Sanaria has won a three-year, $3 million phase 2 Small Business Research Innovation grant from the National Institutes of Health to further develop its malaria vaccine.
The money will support research by scientists at the Rockville company and its partner, Columbia University, according to Sanaria information. The new grant continues earlier NIH-supported efforts at Sanaria and Columbia to develop genetically modified strains of the human malaria parasite Plasmodium falciparum that do not cause disease, but stimulate protective immunity when administered as a live, whole parasite malaria vaccine.
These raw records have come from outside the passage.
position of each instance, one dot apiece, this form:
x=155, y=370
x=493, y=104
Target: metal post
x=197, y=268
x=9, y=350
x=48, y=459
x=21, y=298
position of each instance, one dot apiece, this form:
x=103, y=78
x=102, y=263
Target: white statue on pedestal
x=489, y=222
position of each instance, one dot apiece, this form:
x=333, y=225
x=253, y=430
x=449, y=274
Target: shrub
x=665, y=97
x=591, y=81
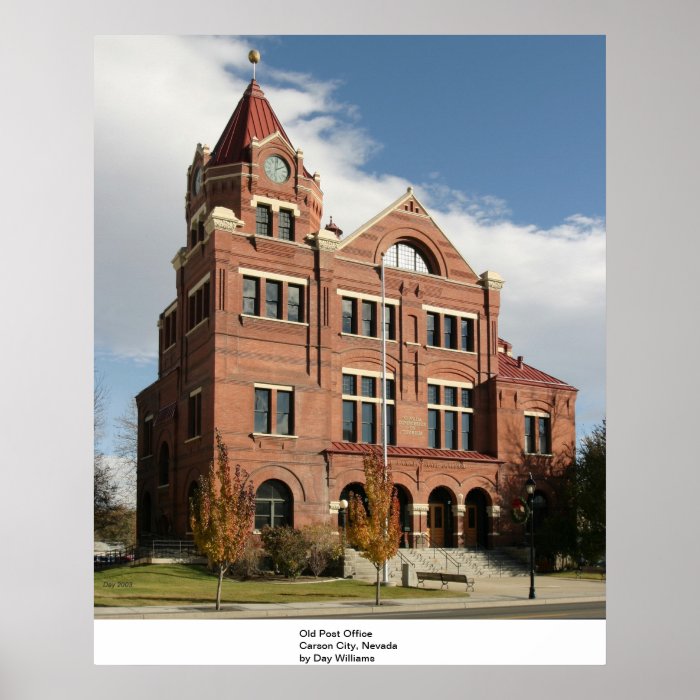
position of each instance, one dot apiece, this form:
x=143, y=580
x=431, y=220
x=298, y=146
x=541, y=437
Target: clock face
x=197, y=187
x=276, y=169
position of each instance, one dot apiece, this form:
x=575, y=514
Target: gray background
x=46, y=589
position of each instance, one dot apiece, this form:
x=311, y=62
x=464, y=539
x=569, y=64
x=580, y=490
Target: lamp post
x=530, y=488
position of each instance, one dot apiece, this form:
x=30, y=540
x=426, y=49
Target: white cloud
x=156, y=98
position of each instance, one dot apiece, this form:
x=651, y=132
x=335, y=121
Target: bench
x=445, y=579
x=590, y=570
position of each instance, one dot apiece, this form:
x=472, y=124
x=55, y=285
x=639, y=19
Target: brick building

“There is considerable excitement about whole parasite malaria vaccines, and research towards developing genetically modified strains for such vaccines is at the cutting edge of this field,” said Christian Loucq, director of the Malaria Vaccine Initiative with PATH-Program for Appropriate Technology in Health, in a statement.
The parasites have been weakened by exposure to radiation and confer high-level protection against malaria when introduced by the bite of infected mosquitoes, according to Sanaria. These parasites invade host tissues, but cannot complete differentiation and do not replicate or cause disease.
“Sanaria is uniquely positioned at this time to expand the pipeline of candidate sporozoite vaccines to include vaccines based on precisely gene-altered parasites that are highly potent in inducing protective immunity against malaria and are unable to cause disease,” said Stephen L. Hoffman, Sanaria’s founder and chief scientist, in the statement.